For the moment let us assume that the model specification downloadable from
http://www.cellml.org is complete and correct (chances are slim to none for this being
the case with the specification in the article itself--there are just too many parameters and
equations with fancy notation to escape the inevitable typo).
Regardless of what simulation environment you use, the way to implement this model is
to start small and add complexities incrementally, testing at every step. It doesn't matter
how smart you are, how facile you may be with programming, or how hard you work--
frustration and debugging nightmares are guaranteed if you try to do it all in one pass.
Start by ignoring all the ion accumulation stuff. Do the basic spike currents first:
1. the fast ina
2. pick whichever k current seems most likely to terminate the spike
3. the L current
For the moment ignore complexities such as eq. A41 (ENa depending on {K] as well as
[Na]). You can add that later. At this point, just get the voltage-dependence of the gating
right. Do voltage clamp experiments on each voltage-gated channel and compare the
results with the figures in the paper. Fix any discrepancy you discover.
Add the other ionic currents one at a time. Give each one its own mod file. Make your
life easy by using economical nomenclature--e.g. there are a bunch of K currents, each
of which will have a descriptive suffix. So for IKs,
Code: Select all
NEURON {
SUFFIX ks
USEION k READ ek WRITE ik
RANGE gbar, g, i
. . .
BREAKPOINT {
. . .
g = gbar*etc.
i = g*(v - ek)
ik = i
}
lets you use gbar_ks, g_ks, i_ks instead of the slightly redundant gkbar_ks, gk_ks,ik_ks.
The authors assume specific membrane capacitance of 1 uf/cm2, so their conductance
densities in mS/uF are numerically equal to mS/cm2. You can use the same units for
gbar and g, but be sure to use modlunit to check for units consistency (if your currents
are in mA/cm2, it will tell you that you need to write i = (0.001)*g*(v-ek) ). Comparing
your current plots to theirs will require scaling. Figure 16 uses pA/pF, which is the same
as uA/cm2, i.e. numerically 10^3 times bigger than NEURON's default units for current
density (mA/cm2).
If there are Ca-dependent ion channels, you will need to add them before implementing
a Ca accumulation mechanism. Try to figure out what the "mean" cai and cao are
supposed to be, and assign the values to cao_ca_ion and cai_ca_ion in hoc. Just
remember that eventually you will have to eliminate these assignments (well, at least
the assignment of cai_ca_ion).
Once you have the ionic currents working, it will be time to add ion accumulation.
Electrically, this is a single compartment model, so you'll be using a section with
nseg = 1 and must choose an L and diam to give the surface area and "myoplasmic
volume" specified in table 2.
Add Na and K accumulation first. This can be done with a single mod file that
READs ina and ik, and WRITEs nai and ki (I assume that there is no extracellular
ion accumulation). Then add an Na-K pump. This will be in another mod file that READs
nai and ki (maybe also nao and ko) and WRITEs ina and ik (the pump's fluxes).

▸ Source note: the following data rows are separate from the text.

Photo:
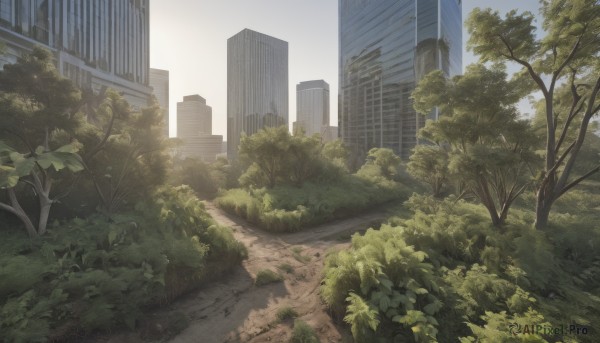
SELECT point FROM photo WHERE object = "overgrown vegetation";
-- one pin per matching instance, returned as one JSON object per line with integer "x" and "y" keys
{"x": 279, "y": 200}
{"x": 446, "y": 272}
{"x": 85, "y": 176}
{"x": 95, "y": 274}
{"x": 303, "y": 333}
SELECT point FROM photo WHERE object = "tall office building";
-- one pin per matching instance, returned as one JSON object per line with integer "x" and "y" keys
{"x": 97, "y": 44}
{"x": 159, "y": 82}
{"x": 194, "y": 128}
{"x": 257, "y": 85}
{"x": 386, "y": 47}
{"x": 312, "y": 107}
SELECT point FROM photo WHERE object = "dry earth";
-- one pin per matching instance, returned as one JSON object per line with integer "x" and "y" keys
{"x": 233, "y": 309}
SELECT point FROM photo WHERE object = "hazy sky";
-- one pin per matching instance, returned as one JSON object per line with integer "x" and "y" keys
{"x": 189, "y": 39}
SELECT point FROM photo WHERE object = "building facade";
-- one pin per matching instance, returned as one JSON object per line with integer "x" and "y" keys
{"x": 97, "y": 44}
{"x": 159, "y": 82}
{"x": 312, "y": 106}
{"x": 194, "y": 128}
{"x": 257, "y": 85}
{"x": 386, "y": 47}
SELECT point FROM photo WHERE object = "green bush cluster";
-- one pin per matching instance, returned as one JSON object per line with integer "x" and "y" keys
{"x": 290, "y": 208}
{"x": 446, "y": 272}
{"x": 97, "y": 274}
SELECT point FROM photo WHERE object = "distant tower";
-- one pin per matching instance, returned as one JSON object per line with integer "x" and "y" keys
{"x": 194, "y": 128}
{"x": 257, "y": 85}
{"x": 312, "y": 106}
{"x": 97, "y": 44}
{"x": 386, "y": 47}
{"x": 159, "y": 81}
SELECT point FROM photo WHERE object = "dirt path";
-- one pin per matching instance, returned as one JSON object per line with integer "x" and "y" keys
{"x": 234, "y": 310}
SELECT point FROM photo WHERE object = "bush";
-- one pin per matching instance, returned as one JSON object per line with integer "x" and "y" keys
{"x": 266, "y": 276}
{"x": 421, "y": 279}
{"x": 287, "y": 208}
{"x": 96, "y": 274}
{"x": 303, "y": 333}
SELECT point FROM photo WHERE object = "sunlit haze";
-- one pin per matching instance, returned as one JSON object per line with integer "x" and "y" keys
{"x": 189, "y": 39}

Now it makes sense to incorporate the mixed ionic dependence of the driving force for
ina. To that mod file add
Code: Select all
FUNCTION enax() (/mv) {
enax = (R*(celsius+273.15)/FARADAY) * log((0.9*nao + 0.1*ko)/(0.9*nak + 0.1*ki))
}
(I may have omitted a conversion factor here--check with modlunit!),
and in the BREAKPOINT block change
to
Code: Select all
: i = g*(v - ena)
i = g*(v - enax())
Don't forget that this mechanism must now READ nai, nao, ki, and ko, and that you must
be sure to propertly initialize all of these concentrations.
Finally begin to work on Ca accumulation. The first thing to do here is to take care of
ordinary buffering and the Ca pump. You'll have to read the paper to figure out what
all those arrows and boxes mean, and determine what is the basic buffering equation.
Then use one of the ca*mod files that NEURON comes with as a starting point, and
change it accordingly (under MSWin they're in c/nrn58/examples/nrniv/nmodl/ , and on
my Linux box they're in /usr/local/src/nrn-5.9/share/examples/nrniv/nmodl/ ). Be sure
to test the pump and buffering to verify that it works the same as the one described in
the paper. This mechanism will WRITE cai.
Then add the NaCa exchange in its own mod file. This will READ cai and WRITE ina and
ica (the exchanger's fluxes).
Finally tackle the sarcoplasmic reticulum. This can be done in part by elaborating the
basic Ca accumulation mechanism. However, it appears from Fig 1 that icaL enters a
confined region where it accumulates as "Ca_ss" and is subject to exchange with free
Ca in the cytosol and the JSR. Is this interpretation correct?